/spikeFit

Columbia University Applied Math Senior Seminar Presentation: Generated Simple Linear and Trinomial Linear Regressions for hourly hashtag Twitter mentions

Primary LanguageMATLAB

For our Applied Mathematics Senior Seminar Presentation, we (Ezra Kebrab and Tristan Renaud) modeled regressions for Twitter trends - specifically, hourly hashtag mentions for three events in 2009.

Our objective was to see if previous data spikes could be modeled so that Twitter and other data storage-intensive sites could anticipate and better prepare for future data spikes.
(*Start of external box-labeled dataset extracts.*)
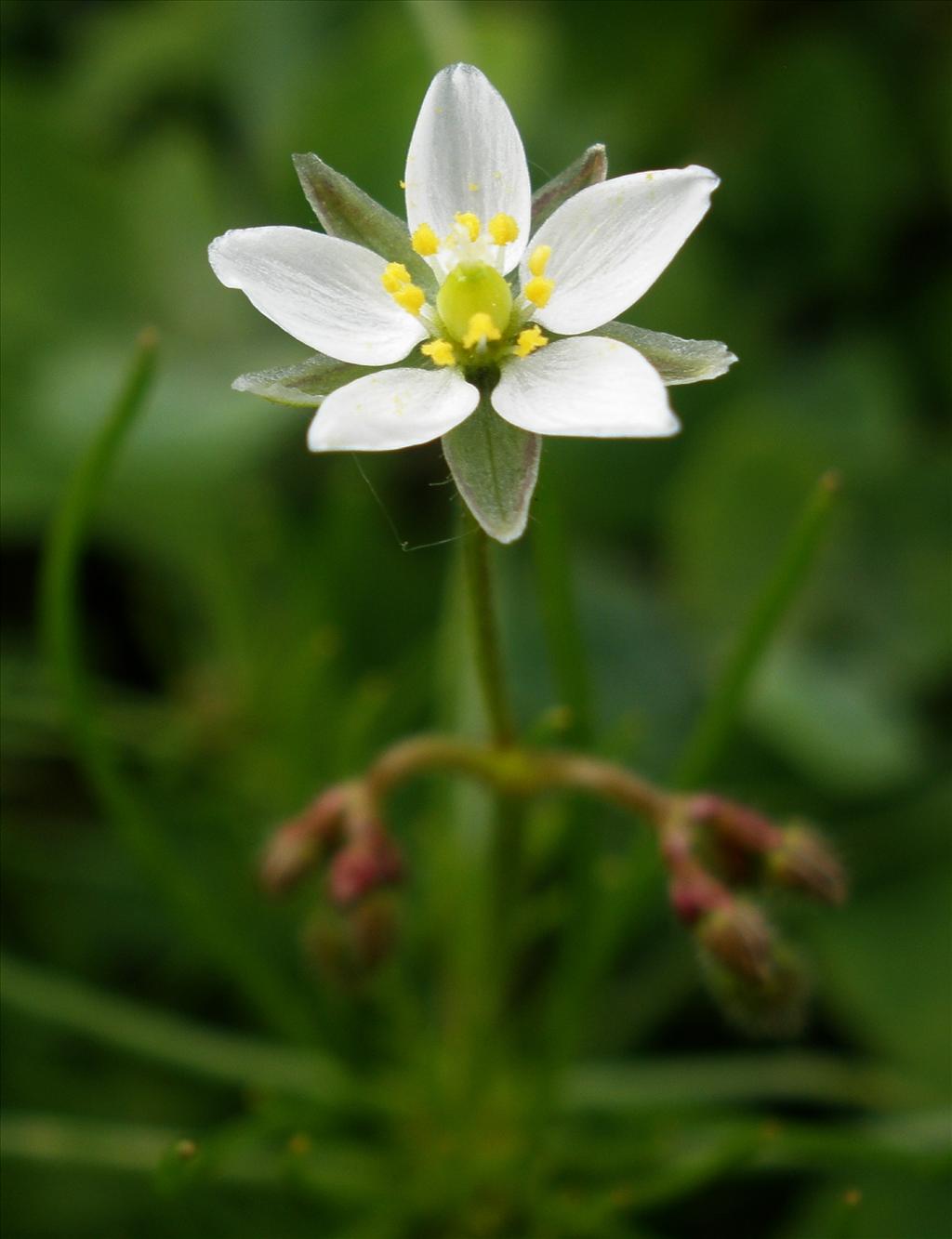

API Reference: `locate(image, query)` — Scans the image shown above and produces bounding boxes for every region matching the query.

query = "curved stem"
[674,471,840,786]
[41,332,313,1041]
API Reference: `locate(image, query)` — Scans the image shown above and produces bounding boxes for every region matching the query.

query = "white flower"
[209,64,734,451]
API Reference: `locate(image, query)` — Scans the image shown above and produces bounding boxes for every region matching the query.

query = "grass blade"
[674,471,840,786]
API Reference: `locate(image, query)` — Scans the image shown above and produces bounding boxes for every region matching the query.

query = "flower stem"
[464,516,516,748]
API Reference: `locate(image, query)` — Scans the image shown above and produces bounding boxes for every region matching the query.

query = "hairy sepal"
[443,391,542,543]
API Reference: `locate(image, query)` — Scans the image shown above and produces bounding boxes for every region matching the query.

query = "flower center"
[436,263,512,349]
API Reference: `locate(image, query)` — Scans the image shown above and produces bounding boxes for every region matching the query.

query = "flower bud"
[703,942,810,1037]
[696,900,774,980]
[689,792,781,852]
[767,824,847,904]
[305,890,399,990]
[328,829,403,907]
[668,863,733,926]
[260,785,347,894]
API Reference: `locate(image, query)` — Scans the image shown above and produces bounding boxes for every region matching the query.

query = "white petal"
[308,368,480,453]
[208,228,427,365]
[404,64,532,272]
[491,336,681,439]
[522,167,721,335]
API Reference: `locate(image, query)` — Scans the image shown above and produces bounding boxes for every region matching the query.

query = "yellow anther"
[412,224,440,257]
[380,263,427,313]
[393,283,427,313]
[486,213,521,244]
[522,275,555,310]
[529,245,551,275]
[420,339,456,365]
[462,311,501,349]
[512,323,549,357]
[453,211,483,241]
[380,263,410,293]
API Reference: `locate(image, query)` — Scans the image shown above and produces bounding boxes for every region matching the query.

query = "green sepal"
[291,155,436,290]
[595,323,736,387]
[231,353,379,409]
[532,142,609,233]
[443,390,542,543]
We also explored applications of this model for other purposes including marketing, macroeconomic predictions, portfolio/risk management, and server management.

We used the listed awk commands to filter out specific hashtag mentions from the dataset. spikePlot.m plots the hashtag mentions for each of these events. spikeFilter.m creates and graphs the simple linear and trinomial linear regressions for each event.

Selected events were: Michael Jackson's death, Kanye West's interruption of Taylor Swift at the 2009 VMAs, also known as the "Ima let you finish" incident, and the balloon boy incident.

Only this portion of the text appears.